VIRTU FINANCIAL,INC. (NASDAQ:VIRT) Files An 8-K Entry into a Material Definitive AgreementItem 1.01 Entry into a Material Definitive Agreement
At the Effective Time, VFH Parent LLC (“VFH”), a wholly-owned subsidiary of Virtu Financial LLC (“Holdings”), a subsidiary of the Company, Holdings and each of Holdings’ wholly-owned domestic restricted subsidiaries that guarantees the Credit Agreement (as defined below), including KCG and certain of its subsidiaries, entered into a supplement to the Indenture, dated as of June16, 2017 (as amended, restated, supplemented or otherwise modified prior to the Effective Time), by and among Orchestra Borrower LLC (the “Escrow Issuer”), Orchestra Co-Issuer,Inc. (the “Co-Issuer” and together with VFH, the “Issuers”) and U.S. Bank National Association, as trustee and collateral agent (the “Indenture”), to which (i)VFH assumed all of the obligations of the Escrow Issuer under the Indenture and the $500.0 million aggregate principal amount of 6.750% Senior Secured Second Lien Notes due 2022 of the Escrow Issuer and the Co-Issuer issued under the Indenture (the “Notes”) and (ii)Holdings and each of Holdings’ wholly-owned domestic restricted subsidiaries that guarantees the Credit Agreement, including KCG and certain of its subsidiaries and the Escrow Issuer, guaranteed the Notes on a senior secured second lien basis.

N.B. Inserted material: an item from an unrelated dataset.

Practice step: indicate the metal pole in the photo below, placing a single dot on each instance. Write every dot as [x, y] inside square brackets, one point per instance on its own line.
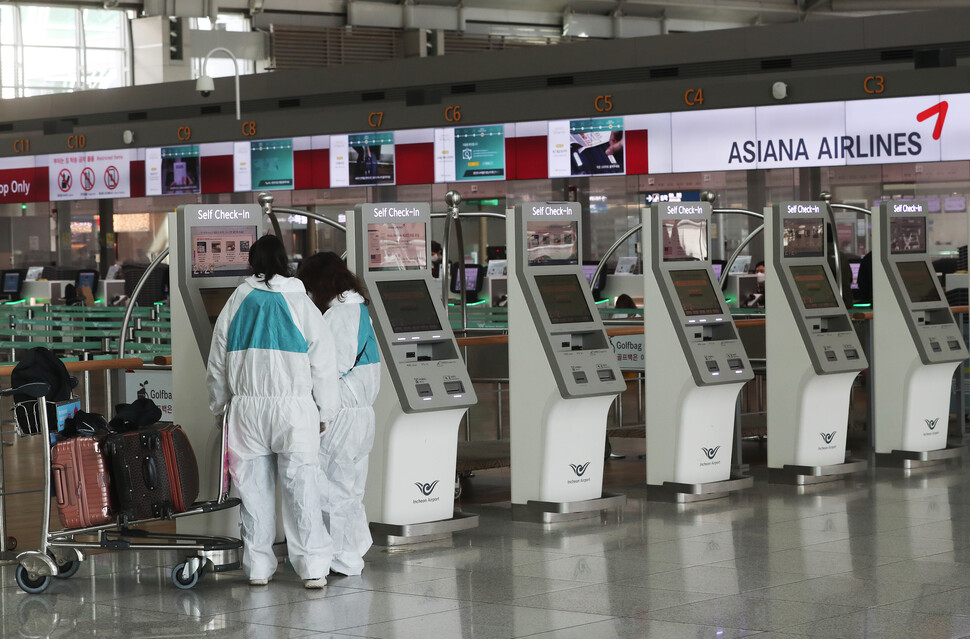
[134, 298]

As of the Effective Time, the Notes and the related guarantees are secured by second-priority perfected liens, subject to certain exceptions, on substantially all of the Issuers’ and guarantors’ existing and future assets, including all material personal property, a pledge of the capital stock of the Issuers, the guarantors (other than Holdings) and the direct subsidiaries of the Issuers and the guarantors and up to 65.0% of the voting capital stock of any now-owned or later-acquired foreign subsidiaries that are directly owned by the Issuers or any of the guarantors, which assets will also secure the Term Loan Facility (as defined below) on a first-priority basis (the “Collateral”).
At the Effective Time, the Escrow Issuer, the Co-Issuer and KCG and certain of its subsidiaries entered into joinders to the guarantee and the collateral agreement relating to the Fourth Amended and Restated Credit Agreement, dated as of June30, 2017 (as amended, restated, supplemented or otherwise modified prior to the Effective Time), by and among Holdings, and VFH, as borrower, the lenders party thereto and JPMorgan Chase Bank, N.A., as administrative agent and sole lead arranger and book runner (the “Credit Agreement”), to which such subsidiaries became guarantors of the $1,150.0 million first lien senior secured term loan (the “Term Loan Facility”) provided under the Credit Agreement and granted first priority liens on their assets to secure such obligations. Also at the Effective Time, under the terms of the Credit Agreement, VFH assumed all of the obligations of the Escrow Issuer in respect of the term loans issued under the Escrow Credit Agreement, dated as of June30, 2017 (as amended, restated, supplemented or otherwise modified prior to the Effective Time), by and among the Escrow Issuer, the lenders party thereto and JPMorgan Chase Bank, N.A., as administrative agent (the “Escrow Credit Agreement”), and such term loans were then deemed to be outstanding under the Credit Agreement (the “Escrow Assumption”). Upon the effectiveness of the Escrow Assumption, the Escrow Credit Agreement and related credit documents automatically ceased to be of force or effect and were superseded by the provisions of the Credit Agreement, and all obligations under the Term Loan Facility became unconditionally guaranteed by Holdings and each of our existing direct and indirect wholly-owned domestic restricted subsidiaries (including, KCG and its wholly-owned domestic restricted subsidiaries), subject to certain exceptions, including exceptions for our broker dealer subsidiaries and certain immaterial subsidiaries. The obligations are secured by the Collateral.
The description of the terms of the Indenture set forth in Item 1.01 of the Company’s Current Report on Form8-K filed on June16, 2017 and the description of the terms of the Credit Agreement set forth in Item 1.01 of the Company’s Current Report on Form8-K filed on July7, 2017 is incorporated by reference into this Item 1.01.